Geometry and statistics of homoclinic tangency in random dynamical systems

2023 Fiscal Year Final Research Report

• Project/Area Number: 19K14575
• Research Category: Grant-in-Aid for Early-Career Scientists
• Allocation Type: Multi-year Fund
• Review Section: Basic Section 12020:Mathematical analysis-related
• Research Institution: Tokai University
• Principal Investigator: Nakano Yushi 東海大学, 理学部, 准教授 (50778313)
• Project Period (FY): 2019-04-01 – 2024-03-31
• Keywords: ホモクリニック接触 / ランダム力学系 / 非双曲力学系 / 転送作用素

Outline of Final Research Achievements

Various properties of dynamical systems with homoclinic tangency, which play a central role in the study of nonhyperbolic dynamical systems, were studied in their counterparts in random dynamical systems, and progress was made that was not expected at the beginning of the study.
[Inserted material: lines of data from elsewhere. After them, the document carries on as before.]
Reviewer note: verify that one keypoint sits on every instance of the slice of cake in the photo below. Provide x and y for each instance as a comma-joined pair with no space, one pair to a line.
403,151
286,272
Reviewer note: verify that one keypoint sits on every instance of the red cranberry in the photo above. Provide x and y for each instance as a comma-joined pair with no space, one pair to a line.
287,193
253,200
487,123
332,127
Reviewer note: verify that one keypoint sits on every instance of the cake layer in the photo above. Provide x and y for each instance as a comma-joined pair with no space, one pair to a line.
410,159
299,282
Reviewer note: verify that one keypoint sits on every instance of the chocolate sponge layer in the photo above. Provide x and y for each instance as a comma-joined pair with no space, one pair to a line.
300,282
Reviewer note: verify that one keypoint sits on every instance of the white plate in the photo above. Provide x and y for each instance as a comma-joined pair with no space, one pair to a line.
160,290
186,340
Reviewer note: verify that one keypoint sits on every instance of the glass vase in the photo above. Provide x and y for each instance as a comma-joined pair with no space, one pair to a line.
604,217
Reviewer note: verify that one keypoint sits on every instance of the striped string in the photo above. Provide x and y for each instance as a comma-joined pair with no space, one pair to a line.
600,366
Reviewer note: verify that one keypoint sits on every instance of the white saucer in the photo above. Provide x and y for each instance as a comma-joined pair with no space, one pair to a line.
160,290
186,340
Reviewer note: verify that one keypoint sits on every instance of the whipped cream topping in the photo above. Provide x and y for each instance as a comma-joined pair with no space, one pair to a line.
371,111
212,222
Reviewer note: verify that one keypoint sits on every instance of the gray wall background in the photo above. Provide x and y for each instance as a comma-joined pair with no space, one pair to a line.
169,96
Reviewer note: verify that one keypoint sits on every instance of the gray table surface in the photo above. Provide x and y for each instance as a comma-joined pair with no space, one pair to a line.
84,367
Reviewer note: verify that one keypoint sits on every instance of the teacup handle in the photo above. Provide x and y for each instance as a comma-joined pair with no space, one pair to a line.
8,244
In particular, it was found that under absolute continuous noise, statistics that differ significantly from those in the noiseless case appear, such as the existence and finiteness of physical measures and the establishment of related limit theorems. We were also able to discover new phenomena related to homoclinic tangency, such as emergent phenomena and the non-existence of Lyapunov exponents.

Free Research Field

力学系・エルゴード理論

Academic Significance and Societal Importance of the Research Achievements

ホモクリニック接触を持つ力学系およびそのランダム摂動に関して、研究期間内に多くの興味深い成果が得られた点で学術的意義は高い。一方で、当初の予想に反する結果が得られたことで大きく方針転換せざるを得なくなったため、元の方向性に近い「準安定的Newhouse現象（摂動強度と吸引周期点の個数の関係）」については今後の課題となった。他方で、その中で様々な視点・手法が必要となったため、数多くの研究分野の研究者と共同研究が行われた点では、社会的な意義も十分にあったと思われる。